Overall we can see a strong agreement between the predicted amphioxus domains and the experimentally determined human structures, indicating that AlphaFold3 successfully captured the geometry of both the ligand-binding and DNA-binding domains within the full receptor complex.

Several observations can be made from this comparison:

• The ligand-binding domain (LBD) of the amphioxus receptor aligns very closely with the human LBD dimer. This shows that the core helical architecture of the domain and its dimerisation interface are strongly conserved across evolution, despite substantial sequence divergence between these species (only ~30% sequence identity in this domain).

• The DNA-binding domains (DBDs) also align well with the human ER structure bound to DNA. In particular, the recognition helices of each DBD are positioned in the DNA major groove in a manner very similar to the experimental structure.

• Earlier in the exercises we saw that predicting the ER dimer without DNA resulted in high cross-PAE between the DBDs, indicating uncertainty about their relative positioning. When DNA was included in the prediction, the DBDs adopted a well-defined orientation with low cross-PAE. This reflects the biological mechanism of nuclear receptors, where DNA binding helps stabilise the arrangement of the two DBDs.

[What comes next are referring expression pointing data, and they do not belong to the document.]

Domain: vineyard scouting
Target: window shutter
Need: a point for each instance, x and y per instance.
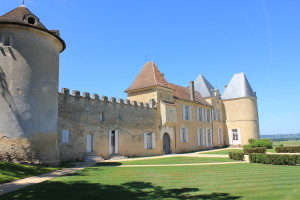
(153, 140)
(145, 140)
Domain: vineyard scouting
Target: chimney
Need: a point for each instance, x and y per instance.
(192, 91)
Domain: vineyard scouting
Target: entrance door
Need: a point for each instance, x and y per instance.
(113, 142)
(166, 143)
(89, 143)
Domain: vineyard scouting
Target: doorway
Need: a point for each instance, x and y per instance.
(113, 142)
(89, 143)
(166, 143)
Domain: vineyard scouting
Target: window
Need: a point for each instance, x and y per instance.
(201, 114)
(31, 20)
(220, 136)
(149, 140)
(235, 134)
(201, 137)
(209, 137)
(6, 41)
(65, 137)
(186, 113)
(184, 134)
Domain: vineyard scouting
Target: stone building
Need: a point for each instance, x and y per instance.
(157, 118)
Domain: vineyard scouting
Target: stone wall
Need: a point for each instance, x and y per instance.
(81, 115)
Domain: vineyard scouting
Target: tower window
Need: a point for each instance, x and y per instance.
(31, 20)
(6, 41)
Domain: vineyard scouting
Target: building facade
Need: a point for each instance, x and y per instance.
(157, 118)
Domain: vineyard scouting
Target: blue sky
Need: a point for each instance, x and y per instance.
(108, 42)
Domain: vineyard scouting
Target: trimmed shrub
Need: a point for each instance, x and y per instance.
(261, 143)
(275, 159)
(248, 150)
(287, 149)
(236, 155)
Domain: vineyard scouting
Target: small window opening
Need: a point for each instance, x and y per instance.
(31, 20)
(6, 41)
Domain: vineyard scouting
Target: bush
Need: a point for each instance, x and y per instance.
(248, 150)
(261, 143)
(275, 159)
(236, 155)
(287, 149)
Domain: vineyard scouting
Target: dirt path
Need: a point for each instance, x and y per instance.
(18, 184)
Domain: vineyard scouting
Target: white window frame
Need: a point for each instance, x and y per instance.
(234, 136)
(149, 140)
(65, 136)
(185, 116)
(184, 136)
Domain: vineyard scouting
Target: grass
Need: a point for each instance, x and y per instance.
(174, 160)
(220, 182)
(223, 151)
(12, 171)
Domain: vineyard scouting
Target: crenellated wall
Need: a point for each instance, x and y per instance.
(81, 114)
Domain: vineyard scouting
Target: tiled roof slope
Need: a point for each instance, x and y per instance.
(149, 76)
(183, 93)
(17, 16)
(238, 87)
(203, 86)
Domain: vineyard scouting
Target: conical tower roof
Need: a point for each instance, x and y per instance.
(149, 76)
(203, 86)
(238, 87)
(19, 14)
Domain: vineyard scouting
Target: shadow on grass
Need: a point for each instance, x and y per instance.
(108, 164)
(94, 191)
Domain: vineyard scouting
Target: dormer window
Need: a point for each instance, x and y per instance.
(30, 19)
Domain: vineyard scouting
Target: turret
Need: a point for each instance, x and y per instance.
(240, 105)
(29, 65)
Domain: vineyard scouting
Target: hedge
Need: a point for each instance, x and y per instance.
(248, 150)
(274, 159)
(261, 143)
(287, 149)
(236, 155)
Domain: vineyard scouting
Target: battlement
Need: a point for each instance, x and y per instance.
(97, 98)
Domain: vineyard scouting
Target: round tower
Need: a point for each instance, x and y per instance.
(240, 107)
(29, 66)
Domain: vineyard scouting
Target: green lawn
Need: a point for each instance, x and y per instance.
(175, 160)
(12, 171)
(219, 182)
(223, 151)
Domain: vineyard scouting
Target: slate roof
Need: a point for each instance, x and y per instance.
(183, 93)
(203, 86)
(238, 87)
(17, 16)
(149, 76)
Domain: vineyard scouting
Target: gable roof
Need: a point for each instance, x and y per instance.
(238, 87)
(183, 93)
(203, 86)
(17, 17)
(149, 76)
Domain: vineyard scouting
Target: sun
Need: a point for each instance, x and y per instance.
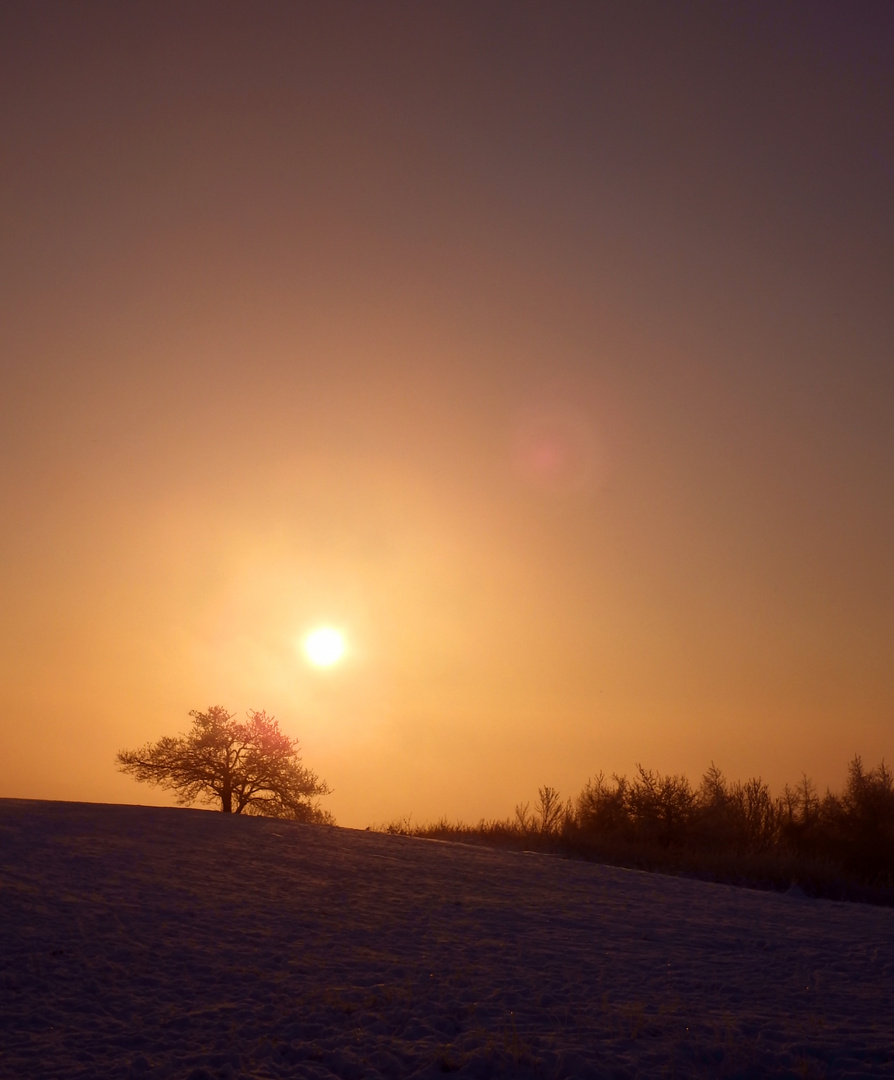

Taken together, these results show that AlphaFold3 is able to reconstruct the overall architecture of a multi-component complex by combining several sources of information: the intrinsic fold of each domain, the dimerisation interface of the LBD, and the structural constraints imposed by DNA binding.

This final comparison also illustrates a broader principle in structural bioinformatics: structural features that are critical for function are often conserved across large evolutionary distances, even when the underlying amino acid sequences differ substantially.

6.7 Summary

TipKey Points

• Many proteins function as oligomers rather than as single monomers.

• Structure prediction methods can model protein-protein or protein-nucleic acid complexes.

• Considering the biological assembly is often essential for understanding protein function.